[`flake8-pyi`] Implement `PYI059` (`generic-not-last-base-class`) #11233

tusharsadhwani · 2024-05-01T18:24:10Z

Summary

Implements Y059 from flake8-pyi: typing.Generic[] should be the last base in a class' bases list.

If Multiple Generic[] classes are found, we don't generate a fix for it.

Test Plan

cargo test and cargo insta review.

tusharsadhwani · 2024-05-01T18:26:31Z

Is it okay to add the autofix in the same PR?

zanieb · 2024-05-01T18:28:12Z

Just wondering, what happens if a class has two Generic[] bases?
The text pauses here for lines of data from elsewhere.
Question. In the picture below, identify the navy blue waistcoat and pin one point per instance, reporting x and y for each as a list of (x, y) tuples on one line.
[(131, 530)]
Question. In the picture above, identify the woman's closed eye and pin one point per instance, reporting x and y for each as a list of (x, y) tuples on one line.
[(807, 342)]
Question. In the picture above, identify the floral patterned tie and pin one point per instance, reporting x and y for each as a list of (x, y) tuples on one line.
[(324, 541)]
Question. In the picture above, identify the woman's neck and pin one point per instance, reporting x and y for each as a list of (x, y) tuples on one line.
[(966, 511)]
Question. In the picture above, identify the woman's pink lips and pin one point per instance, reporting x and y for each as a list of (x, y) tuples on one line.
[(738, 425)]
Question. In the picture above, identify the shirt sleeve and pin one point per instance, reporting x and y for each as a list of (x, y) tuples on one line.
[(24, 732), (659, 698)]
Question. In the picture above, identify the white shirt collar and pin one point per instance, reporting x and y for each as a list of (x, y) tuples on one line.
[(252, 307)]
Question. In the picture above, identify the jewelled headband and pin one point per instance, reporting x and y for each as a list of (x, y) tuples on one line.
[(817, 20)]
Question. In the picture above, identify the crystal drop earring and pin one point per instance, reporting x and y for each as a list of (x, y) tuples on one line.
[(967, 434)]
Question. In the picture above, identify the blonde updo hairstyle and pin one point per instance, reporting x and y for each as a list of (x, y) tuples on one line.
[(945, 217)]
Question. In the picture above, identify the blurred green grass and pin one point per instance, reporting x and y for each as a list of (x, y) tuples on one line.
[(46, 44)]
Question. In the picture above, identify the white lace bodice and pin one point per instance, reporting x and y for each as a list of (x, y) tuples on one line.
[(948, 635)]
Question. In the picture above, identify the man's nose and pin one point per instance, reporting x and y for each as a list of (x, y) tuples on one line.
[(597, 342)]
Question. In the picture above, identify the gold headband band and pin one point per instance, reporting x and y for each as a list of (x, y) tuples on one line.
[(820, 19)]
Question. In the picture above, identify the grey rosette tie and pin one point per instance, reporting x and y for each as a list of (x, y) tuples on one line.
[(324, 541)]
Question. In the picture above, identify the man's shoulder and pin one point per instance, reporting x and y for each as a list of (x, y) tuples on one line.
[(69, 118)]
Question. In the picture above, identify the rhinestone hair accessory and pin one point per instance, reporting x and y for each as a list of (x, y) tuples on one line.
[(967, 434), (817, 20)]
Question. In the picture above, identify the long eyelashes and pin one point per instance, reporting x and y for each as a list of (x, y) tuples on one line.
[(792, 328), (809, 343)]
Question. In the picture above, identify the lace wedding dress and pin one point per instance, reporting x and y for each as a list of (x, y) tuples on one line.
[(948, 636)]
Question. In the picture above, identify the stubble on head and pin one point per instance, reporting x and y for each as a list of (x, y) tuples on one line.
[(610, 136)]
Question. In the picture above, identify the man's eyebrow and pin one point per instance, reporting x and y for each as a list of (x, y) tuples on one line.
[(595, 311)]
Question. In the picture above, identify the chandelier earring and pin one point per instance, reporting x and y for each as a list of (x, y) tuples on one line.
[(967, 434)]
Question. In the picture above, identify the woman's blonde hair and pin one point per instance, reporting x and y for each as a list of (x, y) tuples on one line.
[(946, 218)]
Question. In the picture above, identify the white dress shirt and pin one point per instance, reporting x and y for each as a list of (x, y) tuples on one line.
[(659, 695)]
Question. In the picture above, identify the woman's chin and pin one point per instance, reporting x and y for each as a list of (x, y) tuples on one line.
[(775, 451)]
zanieb · 2024-05-01T18:28:22Z

Is it okay to add the autofix in the same PR?

Yep!

tusharsadhwani · 2024-05-01T18:29:38Z

what happens if a class has two Generic[] bases?

It's a runtime error:

>>> import typing
>>> T = typing.TypeVar('T')
>>> U = typing.TypeVar('U')
>>> class C(typing.Generic[T], typing.Generic[U]):
...   ...
...
Traceback (most recent call last):
  File "<stdin>", line 1, in <module>
  File "/opt/homebrew/Cellar/python@3.12/3.12.2_1/Frameworks/Python.framework/Versions/3.12/lib/python3.12/typing.py", line 1102, in _generic_init_subclass
    raise TypeError(
TypeError: Cannot inherit from Generic[...] multiple times.

zanieb · 2024-05-01T18:34:57Z

Good to know. We should make sure the rule doesn't behave poorly on that case regardless, i.e. it could cause an infinite fix loop.

github-actions · 2024-05-01T18:37:46Z

`ruff-ecosystem` results

Linter (stable)

✅ ecosystem check detected no linter changes.

Linter (preview)

ℹ️ ecosystem check detected linter changes. (+2 -0 violations, +0 -0 fixes in 1 projects; 43 projects unchanged)

rotki/rotki (+2 -0 violations, +0 -0 fixes)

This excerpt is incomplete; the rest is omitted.